Sie atmete tief ein und hob gegen ihr besseres Urteilsvermögen die Hand, um an die Tür vor ihr zu klopfen. Sie hielt einen Moment inne, starrte auf ihre Füße, bevor sie langsam noch einmal ausatmete. Dann…
„…nun, jemand muss der Hauptstadt von diesem verdammten Schurken berichtet haben!“ Sie schluckte hart, als Alpha Callums Stimme im Raum dröhnte.
„Ja,“ antwortete Ares in ähnlichem Ton. „Aber ich sage dir, es war nicht Vanya. Es kann nicht sie gewesen sein.“
Was? Wie Dad betont hatte, konnte Killian leicht seine Überlegenheit über mich behaupten. Warum sollte ich diesen Idioten in der Hauptstadt von meiner eigenen demütigenden Erfahrung erzählen?
„Dann kümmere dich darum! Ich kann keinen Spion oder Verräter in meinem Rudel haben!“ schrie Alpha Callum.
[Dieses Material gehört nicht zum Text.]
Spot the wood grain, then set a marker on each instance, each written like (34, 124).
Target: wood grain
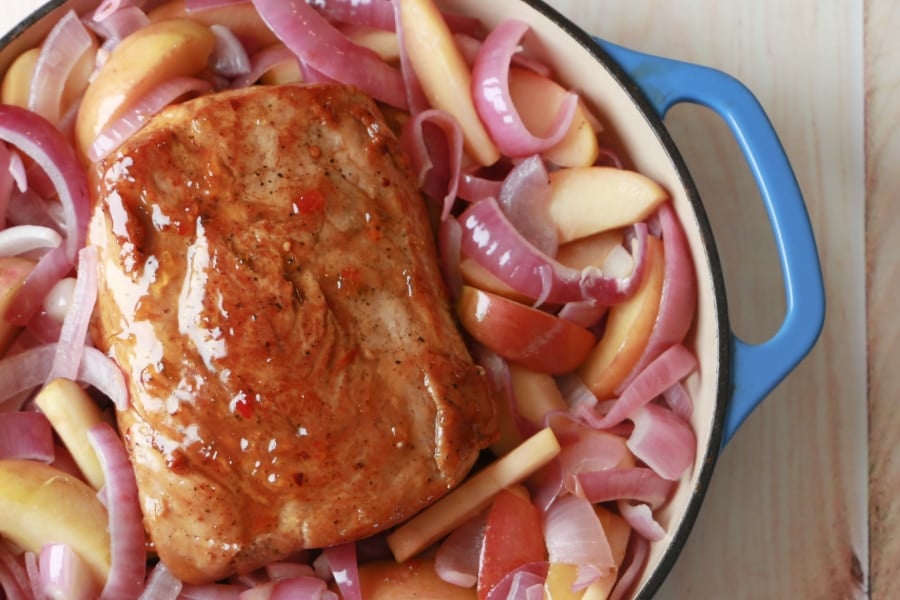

„Denkst du nicht, dass Spion oder Verräter ein starkes Wort ist, um jemanden zu beschreiben, der vielleicht Angst hat und nur zusätzliche Sicherheit gegen diese Schurken will, Vater?“
„Bist du von allen guten Geistern verlassen?! Diese Person hat mich verraten, als sie sich an diese verdammte Priesterin in der Hauptstadt wandte und die Informationen über Killian durchsickern ließ. Seit fünfzig Jahren, Ares, bin ich der Alpha des Black Hollows Rudels. Ich habe Blut vergossen und geschworen, alle in diesem Rudel vor Schaden zu bewahren. Wir brauchen keinen zusätzlichen Schutz von diesen verdammten königlichen Nervensägen-Vampiren. Verdammt noch mal, wir sind das zweitgrößte Rudel im Westen!“
„Dann musst du vielleicht nur allen im Rudel genau das versichern.“
„Versichern? Wenn sie wirklich an mich glauben, wenn sie mir genug vertrauen, dass ihnen nichts passiert, muss ich nichts tun! Die Handlung des Verräters war eine Beleidigung sowohl für meine Führung als auch für mich selbst.“
„Ich sehe das nicht wirklich so, Vater.“
„Warum bist du so darauf bedacht, den Verräter zu verteidigen? Es ist wirklich Vanya, nicht wahr?“
„Nein! Es ist nicht sie, Vater. Wie oft muss ich dir das noch sagen?!“
Was zum Teufel ist in Alpha Callum gefahren? Ich kenne niemanden in der Hauptstadt. Geschweige denn eine verdammte Priesterin.
„Dann finde heraus, wer es ist, oder ich werde Lachlan mit deiner Gefährtin fertig werden lassen.“
Warte... was?
Vanya schluckte. Ihre Muskeln versteiften sich. Ihr Magen verknotete sich.
Ich bin Ares' Gefährtin? Was zum Teufel?!